The widow's troubled heart grew lighter. Her daughter must have met with something unusually gratifying, she looked so happy, although she had surely heard what had happened here; for her cloak was laid aside and her hair newly arranged, so she must have been to her chamber, where she was dressed by her loquacious Cyprian slave, who certainly could not keep to herself anything that was worth mentioning. The nimble maid had shown her skill that day.
"Any stranger would take her for nineteen," thought her mother. "How becoming the white robe and blue-bordered peplum are to her; how softly the azure bombyx ribbon is wound around the thick waves of her hair! Who would believe that no curling-irons had touched the little golden locks that rest so gracefully on her brow, that no paint-brush had any share in producing the rose and white hues on her cheek, or the alabaster glimmer of her arms? Such beauty easily becomes a Danae dower; but it is a magnificent gift of the gods! Yet why did she put on the bracelet which Antony gave her after his last visit? Scarcely on my account. She can hardly expect Dion at so late an hour. Even while I am rejoicing in the sight of her beauty, some new misfortune may be impending."

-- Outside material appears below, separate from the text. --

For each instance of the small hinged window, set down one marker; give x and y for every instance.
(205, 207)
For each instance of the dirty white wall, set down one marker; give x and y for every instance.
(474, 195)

So ran the current of her thoughts while her daughter was gaily describing what she had witnessed at her grandfather's. Meanwhile she had nestled comfortably among the cushions of a lounge; and when she mentioned Antyllus's unseemly conduct, she spoke of it, with a carelessness that startled Berenike, as a vexatious piece of rudeness which must not occur again.
"But who is to prevent it?" asked the mother anxiously.
"Who, save ourselves?" replied Barine. "He will not be admitted."
"And if he forced his way in?"
Barine's big blue eyes flashed angrily, and there was no lack of decision in her voice as she exclaimed, "Let him try it!"
"But what power have we to restrain the son of Antony?" asked Berenike.
"I do not know."
"I do," replied her daughter. "I will be brief, for a visitor is coming."